Il apparaît en effet que M. [I] et la société Arsi ont été en litige au titre du paiement de certaines sommes dues au titre de l'exécution du contrat de travail de M. [I]. Il n'est cependant pas justifié que ces litiges aient dépassé le cadre d'un désaccord entre employeur et salarié au sujet des sommes dues au titre de l'exécution du contrat de travail.

Il en est de même de l'attitude de M. [D] vis-à-vis du personnel en ce qu'il a refusé de payer certaines sommes dues au titre des contrats de travail.

Ces refus ne dépassent pas le cadre de litiges entre employeur et salarié et ne permettent pas de caractériser un manquement de M. [D] à ses obligations de gérant.

Sur le dénigrement par détournement de la clientèle informatique :

Plus précisément, M. [I] fait valoir que M. [D] aurait multiplié les actes tendant à détourner la clientèle rattachée à l'activité informatique de la société.

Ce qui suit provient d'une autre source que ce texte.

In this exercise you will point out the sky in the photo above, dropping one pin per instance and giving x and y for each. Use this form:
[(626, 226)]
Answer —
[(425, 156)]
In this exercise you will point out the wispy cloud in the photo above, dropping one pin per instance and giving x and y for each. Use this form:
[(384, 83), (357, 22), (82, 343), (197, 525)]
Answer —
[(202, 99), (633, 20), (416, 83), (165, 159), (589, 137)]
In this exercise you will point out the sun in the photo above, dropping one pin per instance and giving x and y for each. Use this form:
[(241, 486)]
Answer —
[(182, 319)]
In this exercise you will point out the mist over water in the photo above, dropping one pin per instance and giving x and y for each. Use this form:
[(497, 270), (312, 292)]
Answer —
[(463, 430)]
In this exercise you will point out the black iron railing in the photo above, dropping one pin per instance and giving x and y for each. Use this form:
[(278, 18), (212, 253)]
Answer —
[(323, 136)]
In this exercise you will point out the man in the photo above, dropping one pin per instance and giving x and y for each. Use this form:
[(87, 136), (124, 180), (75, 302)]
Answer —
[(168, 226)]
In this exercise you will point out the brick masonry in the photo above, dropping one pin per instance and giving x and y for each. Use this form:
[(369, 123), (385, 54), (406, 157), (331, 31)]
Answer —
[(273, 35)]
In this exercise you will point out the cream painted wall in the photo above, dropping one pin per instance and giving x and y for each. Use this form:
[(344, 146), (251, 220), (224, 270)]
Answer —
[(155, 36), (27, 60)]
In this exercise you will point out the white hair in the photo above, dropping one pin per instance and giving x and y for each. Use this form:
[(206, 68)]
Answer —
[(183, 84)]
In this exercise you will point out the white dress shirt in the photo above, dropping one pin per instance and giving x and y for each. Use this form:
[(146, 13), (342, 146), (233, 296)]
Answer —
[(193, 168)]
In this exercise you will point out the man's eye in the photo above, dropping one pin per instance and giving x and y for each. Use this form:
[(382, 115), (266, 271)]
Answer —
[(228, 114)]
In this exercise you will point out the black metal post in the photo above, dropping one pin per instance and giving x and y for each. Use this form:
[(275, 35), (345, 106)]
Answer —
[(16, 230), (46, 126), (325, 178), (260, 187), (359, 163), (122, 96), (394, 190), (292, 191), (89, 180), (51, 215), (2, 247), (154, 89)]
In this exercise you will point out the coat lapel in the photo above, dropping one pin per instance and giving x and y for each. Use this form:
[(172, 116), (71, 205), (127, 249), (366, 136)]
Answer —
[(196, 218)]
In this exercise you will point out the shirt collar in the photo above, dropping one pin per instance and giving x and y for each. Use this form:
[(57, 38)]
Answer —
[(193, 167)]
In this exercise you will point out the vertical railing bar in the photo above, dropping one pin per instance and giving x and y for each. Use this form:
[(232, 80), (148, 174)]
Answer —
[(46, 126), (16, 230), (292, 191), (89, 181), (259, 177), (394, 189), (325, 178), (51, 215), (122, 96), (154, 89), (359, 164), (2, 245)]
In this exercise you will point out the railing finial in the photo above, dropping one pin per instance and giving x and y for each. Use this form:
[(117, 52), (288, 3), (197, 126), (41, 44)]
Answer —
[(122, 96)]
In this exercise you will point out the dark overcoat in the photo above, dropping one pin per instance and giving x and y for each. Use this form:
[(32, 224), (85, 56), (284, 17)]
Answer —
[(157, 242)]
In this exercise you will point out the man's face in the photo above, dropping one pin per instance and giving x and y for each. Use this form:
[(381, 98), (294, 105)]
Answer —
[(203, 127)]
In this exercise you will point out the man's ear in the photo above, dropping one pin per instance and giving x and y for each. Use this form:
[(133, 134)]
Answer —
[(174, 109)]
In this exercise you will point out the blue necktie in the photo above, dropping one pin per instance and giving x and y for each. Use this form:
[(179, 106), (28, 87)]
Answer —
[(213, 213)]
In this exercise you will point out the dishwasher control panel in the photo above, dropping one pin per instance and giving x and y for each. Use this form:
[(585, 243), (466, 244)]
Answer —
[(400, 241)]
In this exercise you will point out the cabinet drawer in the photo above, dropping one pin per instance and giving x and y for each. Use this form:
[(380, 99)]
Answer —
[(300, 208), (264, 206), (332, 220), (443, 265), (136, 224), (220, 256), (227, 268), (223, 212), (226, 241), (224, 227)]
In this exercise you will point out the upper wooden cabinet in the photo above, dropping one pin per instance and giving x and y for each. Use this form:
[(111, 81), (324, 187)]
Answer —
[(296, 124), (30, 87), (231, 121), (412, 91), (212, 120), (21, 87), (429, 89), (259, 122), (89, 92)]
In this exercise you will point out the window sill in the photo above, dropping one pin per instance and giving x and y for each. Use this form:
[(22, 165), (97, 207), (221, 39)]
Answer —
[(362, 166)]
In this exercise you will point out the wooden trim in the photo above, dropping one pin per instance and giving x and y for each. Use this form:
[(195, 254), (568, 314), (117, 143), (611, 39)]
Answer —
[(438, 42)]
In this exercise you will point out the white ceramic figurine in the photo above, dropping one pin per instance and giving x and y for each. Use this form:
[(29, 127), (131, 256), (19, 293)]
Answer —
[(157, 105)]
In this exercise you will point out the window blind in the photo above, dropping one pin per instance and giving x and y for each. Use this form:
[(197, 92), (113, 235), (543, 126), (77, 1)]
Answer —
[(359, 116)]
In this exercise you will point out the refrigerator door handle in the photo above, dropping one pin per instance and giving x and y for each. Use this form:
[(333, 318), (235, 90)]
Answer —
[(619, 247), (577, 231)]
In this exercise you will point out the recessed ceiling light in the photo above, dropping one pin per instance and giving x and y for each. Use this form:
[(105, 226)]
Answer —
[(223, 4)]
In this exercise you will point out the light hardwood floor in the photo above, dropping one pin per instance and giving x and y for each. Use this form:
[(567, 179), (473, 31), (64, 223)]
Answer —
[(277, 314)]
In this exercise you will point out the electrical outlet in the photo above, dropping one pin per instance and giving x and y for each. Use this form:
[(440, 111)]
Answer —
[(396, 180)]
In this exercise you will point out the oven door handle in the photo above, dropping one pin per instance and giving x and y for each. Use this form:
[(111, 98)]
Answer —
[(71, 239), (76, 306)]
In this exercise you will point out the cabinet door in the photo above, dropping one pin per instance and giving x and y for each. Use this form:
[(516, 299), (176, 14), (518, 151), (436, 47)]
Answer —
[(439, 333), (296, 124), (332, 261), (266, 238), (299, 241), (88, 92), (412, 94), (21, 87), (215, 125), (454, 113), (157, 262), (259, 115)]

Il résulte du courriel du directeur général de la société Biolait que M. [D] l'a contacté pour lui indiquer, de façon prématurée car le devis n'était pas encore finalisé, qu'une installation des serveurs le week-end prochain ne serait pas possible. Ce directeur général a mentionné dans ce courriel que cette intervention de M. [D] le laissait perplexe sinon pantois, que M. [D] ne connaissait visiblement pas du tout le dossier et qu'il n'avait pas lui-même à connaître les détails du litige opposant visiblement M. [D] à M. [I].

Il apparaît que cette intervention de M. [D] auprès d'un client ne pouvait que conduire à une perte de confiance inutile de la part de ce dernier.

Il résulte de la lettre de la société SG2C en date du 29 juin 2015 que M. [D] l'a contactée pour lui indiquer que la société Arsi était au bord du dépôt de bilan car son équipe informatique n'était pas compétente en informatique et surtout en la personne de M. [I] et qu'il convenait que la société SG2C résilie le contrat de maintenance informatique passé avec la société Arsi et trouve une autre société informatique. Conformément à cette demande, la société SG2C a annoncé qu'elle résiliait le contrat.

Il apparaît que ce dénigrement injustifié de sa propre société par M. [D] était contraire aux intérêts de cette dernière.

Il résulte de la lettre de la société Camn en date du 24 décembre 2015 que M. [D] lui a annoncé une modification du tarif journée de 380 à 500 euros et que trois collaborateurs quittaient la société Arsi pour n'être remplacés que par un seul. Au vu de ces évolutions et de la baisse de qualité du service devant en résulter, la société Camn a indiqué mettre fin au contrat la liant à la société Arsi.

Ces agissements, augmentation des tarifs et réduction du personnel, ne constituent pas des actes de gestion contraires aux intérêts de la société.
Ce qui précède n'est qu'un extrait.